A new drug testing regime would be yet another favor from the administration for employers at the expense of employees.
The rule itself would not automatically impose drug tests on the jobless but would let states screen people who file claims for unemployment benefits ― fulfilling a GOP dream from the Obama years. In the wake of the Great Recession, after the national unemployment rate surged to 10%, several Republican-led states clamored for the right to obtain the bodily fluids of people laid off through no fault of their own.
The U.S. Labor Department finalized the rule this week and sent it to the White House for review. A spokesperson for the administration declined to comment.
As part of a compromise bill that extended federal unemployment benefits in 2012, Democrats in Congress agreed to give states some flexibility on testing, but only for workers in fields where such tests are regularly conducted.

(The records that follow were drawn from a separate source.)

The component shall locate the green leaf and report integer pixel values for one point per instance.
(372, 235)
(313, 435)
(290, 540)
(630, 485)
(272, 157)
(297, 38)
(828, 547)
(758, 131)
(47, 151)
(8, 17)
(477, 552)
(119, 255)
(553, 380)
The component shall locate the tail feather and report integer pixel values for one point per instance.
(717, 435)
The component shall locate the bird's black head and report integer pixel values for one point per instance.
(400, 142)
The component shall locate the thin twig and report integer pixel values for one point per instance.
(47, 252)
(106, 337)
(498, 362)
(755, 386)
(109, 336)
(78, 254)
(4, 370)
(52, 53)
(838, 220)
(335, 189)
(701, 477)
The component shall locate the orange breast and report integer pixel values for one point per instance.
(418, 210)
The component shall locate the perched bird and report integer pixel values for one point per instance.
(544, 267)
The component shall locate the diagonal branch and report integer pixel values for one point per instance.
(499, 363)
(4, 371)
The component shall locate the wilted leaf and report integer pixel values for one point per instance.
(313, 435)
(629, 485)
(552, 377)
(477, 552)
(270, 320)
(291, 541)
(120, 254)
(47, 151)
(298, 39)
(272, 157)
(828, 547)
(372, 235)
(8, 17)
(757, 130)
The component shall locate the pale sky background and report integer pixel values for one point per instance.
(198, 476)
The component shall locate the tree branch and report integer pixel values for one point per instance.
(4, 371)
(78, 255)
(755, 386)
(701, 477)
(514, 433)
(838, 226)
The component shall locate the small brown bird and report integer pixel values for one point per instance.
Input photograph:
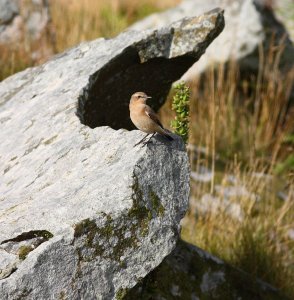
(144, 118)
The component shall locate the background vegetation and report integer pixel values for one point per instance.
(240, 139)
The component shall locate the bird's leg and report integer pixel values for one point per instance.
(141, 140)
(149, 139)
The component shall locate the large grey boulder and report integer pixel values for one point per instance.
(191, 273)
(249, 23)
(84, 213)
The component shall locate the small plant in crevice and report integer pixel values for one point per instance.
(180, 105)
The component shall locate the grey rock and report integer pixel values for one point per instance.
(248, 24)
(193, 274)
(108, 212)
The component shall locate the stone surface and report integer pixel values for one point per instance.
(84, 213)
(190, 273)
(248, 23)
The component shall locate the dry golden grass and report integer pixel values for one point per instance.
(237, 128)
(76, 21)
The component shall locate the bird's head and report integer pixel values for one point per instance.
(139, 97)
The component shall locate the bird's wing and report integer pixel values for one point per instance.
(152, 115)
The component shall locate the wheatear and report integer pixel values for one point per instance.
(144, 118)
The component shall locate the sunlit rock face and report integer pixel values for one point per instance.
(84, 213)
(249, 24)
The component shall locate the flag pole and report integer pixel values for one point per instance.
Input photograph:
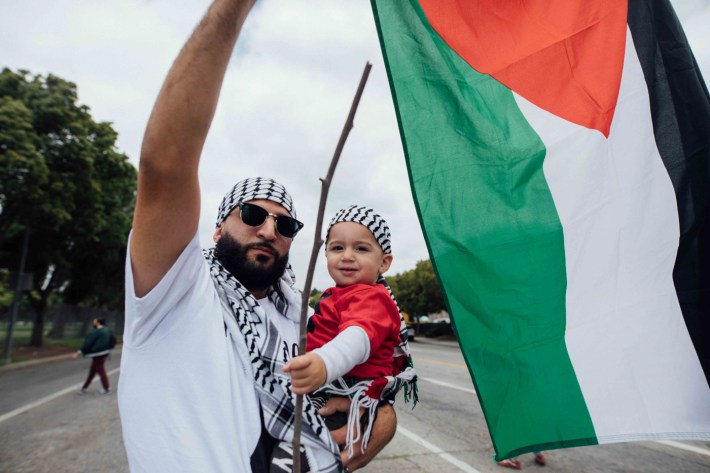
(317, 242)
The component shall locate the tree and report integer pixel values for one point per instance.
(64, 180)
(417, 290)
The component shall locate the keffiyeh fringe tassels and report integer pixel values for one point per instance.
(367, 394)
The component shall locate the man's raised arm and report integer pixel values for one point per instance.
(168, 201)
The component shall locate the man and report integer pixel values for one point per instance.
(96, 346)
(206, 336)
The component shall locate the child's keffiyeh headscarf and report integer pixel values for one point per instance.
(257, 339)
(368, 393)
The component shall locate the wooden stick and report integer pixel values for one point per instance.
(317, 242)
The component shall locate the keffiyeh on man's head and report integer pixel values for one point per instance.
(254, 188)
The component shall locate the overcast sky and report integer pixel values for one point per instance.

The Obama administration originally wrote the rule in such a way that states would be able to test workers in a narrow range of occupations that have a public safety component, such as those that require carrying a firearm. Once Donald Trump took office, congressional Republicans struck the rule down.
The Trump version, which the Labor Department proposed last year, says states can require testing for any occupation in which employers regularly test new hires ― a much broader category than employers who test employees on an ongoing basis.
“If they say that anybody who is in a profession that is regularly pre-employment drug-screened, that could be anybody,” said Michele Evermore, a senior researcher and policy analyst for the National Employment Law Project.
Past surveys have suggested that most employers screen new hires, but the practice may be falling out of favor as the labor market has tightened and attitudes toward marijuana relax.
The regulation would essentially allow states to take over drug testing programs that are currently run by employers. States could potentially save money on unemployment compensation from people either failing or refusing to take the tests.
Only workers who are laid off through no fault of their own from jobs they’d held for most of the previous year are eligible for unemployment insurance. Benefits vary by state.
The final version of the rule could differ from the proposed version. The Labor Department asked for input on whether states could actually save money. Texas workforce officials estimated the tests would cost $1 million, but the state would save $12 million thanks to fewer people receiving unemployment compensation. The Labor Department describes the cost-benefit data as “limited.”
The American Civil Liberties Union and worker advocacy groups have warned that drug tests could be a waste of money, an affront to worker dignity and an unconstitutional invasion of people’s privacy.
“If states implement this federal rule, they will end up spending money implementing a costly program that does not help employers or workers while spending more money defending the program when its constitutionality is challenged in court,” the ACLU’s Kanya Bennett and Charlotte Resing wrote earlier this year.